Pero hace algo menos de 15 años llegó la animación digital con Pixar, los responsables de Toy Story, a la cabeza y entonces se impusieron la potencia del dibujo fotorrealista, el efecto tridimensional y la textura de los personajes vivos animados pelito-por-pelito. Entonces pasó lo que tenía que pasar: los roedores animados se sacaron los pantalones de tiradores y se empezaron a parecer más a eso que en las casas de familia se revienta a escobazos. El protagonista de Ratatouille no es exactamente un ratón, sino una rata. Una rata peluda y desnuda que vive en París y allí descubre que su verdadera vocación es la haute cuisine. En condiciones normales, un caso para bromatología.

El director Brad Bird, responsable de El gigante de hierro y de Los Increíbles, desde el momento en que se hizo cargo de Ratatouille defendió la idea de que las ratas fueran lo más “ratas” –es decir, lo menos Mickey Mouse– posible. Que chillaran un poco y que corrieran en cuatro patas para, en sus palabras, contar una historia acerca de “una rata que está tratando de cruzar al mundo de los humanos”. Y puso a su rata parisina en uno de los últimos lugares en los que uno quiere encontrar a un viejo transmisor de la peste bubónica: en la cocina de un restaurante.

Es cierto que Remy, la rata cocinera, es un roedor de gestos amables, ojos grandes y expresivos y un agradable pelaje gris azulado. Después de todo, Pixar no iba a apostar decenas de millones de dólares en una alimaña que nadie querría ver aplastada en su combo de hamburguesa entre el queso de plástico y las papas fritas.

Esa contradicción está sin embargo en el centro mismo de la película: Pixar engendra otra producción de ésas que venden tantos muñequitos con la caja infantil de fast food, y a la vez carga contra el gusto norteamericano en productos congelados e ingestas veloces. Remy la rata se distingue por su extrema sensibilidad, su gusto y su olfato exquisitamente desarrollados, así como su capacidad para intuir las posibilidades que resultan de combinar dos alimentos distintos en uno nuevo. Por un breve instante, Ratatouille aspira a algo que no muchas películas han intentado: describir para la vista y el oído la experiencia sensorial inigualable de un plato perfecto para el paladar.

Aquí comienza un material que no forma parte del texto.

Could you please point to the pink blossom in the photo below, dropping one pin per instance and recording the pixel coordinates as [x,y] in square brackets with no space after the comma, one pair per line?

De pronto, varios de los críticos gastronómicos más remilgados de la capital francesa se encuentran repartiendo halagos a las recetas de una rata. Esto es, sin conocer al petit chef, que hace lo suyo a través de un torpe ser humano al que comanda tirándole de los pelos, desde su cabeza, escondido en su gorro de cocinero. Y es que Ratatouille carga también contra los críticos gastronómicos (y por inevitable extensión contra los de cine), que al principio de la película demuelen a un excelso cocinero parisino, el gran inspirador de Remy, por atreverse a decir algo tan escandaloso como que “cualquiera puede cocinar”. Pero una vez superado ese plato frío y envenenado (y muy divertido), Ratatouille parece proponer una pequeña idea, más cálida y sensible: la de que en una de ésas la inspiración, al menos para el común de los mortales, no se nos presente en la forma de un objeto pulido, con brillo y elegancia, sino que quizá sea algo un poco sucio, medio peludo, y que no puede expresarse con palabras, algo así como tener una rata en la cabeza.